Defying Norms to Avoid Stupid Mistakes

I was on Bigger Pockets scrolling through like I usually do, looking for email fodder and seeing what’s new in the REI world, when I came across an interesting post with a bloke asking a newbie question.

Not sure if he is a newbie or not (nothing wrong with that; I’m newbie), but what was initially wrong was his debate in his own head.

Here’s my paraphrase of the post: he was debating whether or not to take a $50k net profit deal, because the seller wanted to choose their own escrow company.

Now, just the other day I talked about having rules…. but … sometimes rules can be broken if there’s a big paycheck sitting in front of you and the “rule” at hand isn’t a big deal.

In this case… using the seller’s choice of an escrow company?!?

For $50k profit?!?

Where does this insanity come from?

It’s from industry norms and following those industry norms to a tee without thinking outside the box.

Here’s what I mean: He probably observed or listened to many other investors on forums talk about how they control every aspect of the deal. So giving up what escrow to use might sound like a deal breaker to him.

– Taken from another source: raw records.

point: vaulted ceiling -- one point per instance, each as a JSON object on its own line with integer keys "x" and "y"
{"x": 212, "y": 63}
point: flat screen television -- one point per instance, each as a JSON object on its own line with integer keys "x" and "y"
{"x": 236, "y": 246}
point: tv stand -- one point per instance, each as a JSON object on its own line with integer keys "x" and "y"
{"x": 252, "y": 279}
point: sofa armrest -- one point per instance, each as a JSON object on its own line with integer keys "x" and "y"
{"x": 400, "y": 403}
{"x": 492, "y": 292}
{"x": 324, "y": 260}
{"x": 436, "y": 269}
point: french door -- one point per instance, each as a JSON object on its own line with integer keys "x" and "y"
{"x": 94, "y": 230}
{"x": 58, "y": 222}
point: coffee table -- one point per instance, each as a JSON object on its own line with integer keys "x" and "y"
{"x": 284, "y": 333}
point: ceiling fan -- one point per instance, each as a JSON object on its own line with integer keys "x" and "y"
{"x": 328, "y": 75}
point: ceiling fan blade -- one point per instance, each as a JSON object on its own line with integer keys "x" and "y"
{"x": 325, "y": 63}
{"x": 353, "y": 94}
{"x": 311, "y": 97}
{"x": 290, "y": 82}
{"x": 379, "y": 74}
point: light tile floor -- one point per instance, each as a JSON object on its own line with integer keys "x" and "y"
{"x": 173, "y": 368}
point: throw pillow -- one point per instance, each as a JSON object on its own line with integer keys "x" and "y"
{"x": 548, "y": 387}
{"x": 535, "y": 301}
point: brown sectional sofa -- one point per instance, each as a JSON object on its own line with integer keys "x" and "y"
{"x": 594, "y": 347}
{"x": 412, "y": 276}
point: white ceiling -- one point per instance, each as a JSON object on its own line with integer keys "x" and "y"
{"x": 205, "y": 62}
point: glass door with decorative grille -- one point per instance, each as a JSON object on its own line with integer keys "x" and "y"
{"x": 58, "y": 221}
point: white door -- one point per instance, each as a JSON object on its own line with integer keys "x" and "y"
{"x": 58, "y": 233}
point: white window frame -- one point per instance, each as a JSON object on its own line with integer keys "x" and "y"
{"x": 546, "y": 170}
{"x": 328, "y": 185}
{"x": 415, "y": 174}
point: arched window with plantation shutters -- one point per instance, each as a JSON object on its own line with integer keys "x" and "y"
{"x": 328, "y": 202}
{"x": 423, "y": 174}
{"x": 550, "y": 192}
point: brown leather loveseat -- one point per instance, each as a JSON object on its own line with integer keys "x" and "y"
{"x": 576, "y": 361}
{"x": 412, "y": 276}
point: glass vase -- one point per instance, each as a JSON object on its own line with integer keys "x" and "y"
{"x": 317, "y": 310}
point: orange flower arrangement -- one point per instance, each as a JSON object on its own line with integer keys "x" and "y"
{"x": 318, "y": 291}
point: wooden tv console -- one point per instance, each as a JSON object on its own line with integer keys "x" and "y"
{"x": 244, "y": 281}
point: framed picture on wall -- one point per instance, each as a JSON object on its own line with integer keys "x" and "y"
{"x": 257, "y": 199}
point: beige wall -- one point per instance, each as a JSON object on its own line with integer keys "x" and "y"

However, after learning the basics of a strategy, violating industry norms should be common for you.

It’s something that Jay Abraham (the marketing/business consultant to multi-millionaire investors like Daymond John), preaches in order for people to have breakthroughs in their business.

So this leads to the crux of the lesson:

If this concerned investor has an issue because he’s actually looking to assign the deal to another investors and is afraid another escrow company won’t allow it… then he just needs to ask one question to the seller:

“yes Mr. Seller we can use a different escrow of your choice. Let me ask, why the concern with using an escrow company that I choose?”

And then let the conversation roll from there. (You might have to rephrase the question again and again if the seller ignores it)

The problem the seller has is not “the escrow company”. There’s underlying issue behind his/her decision to choose their own escrow. And just simply asking the right question can lead to the whole underlying issue.

But often we are afraid to dig deep.

For instances, it could be a trust factor.

In this case you can easily solve it by creating and showing the credibility and trust of the escrow company. Explaining what escrow is.

But you have to ask the question first to get there.

Anyway, don’t be afraid to ask the question immediately after.

It defies what our parents have taught us about not being rude, but in business you must defy that norm.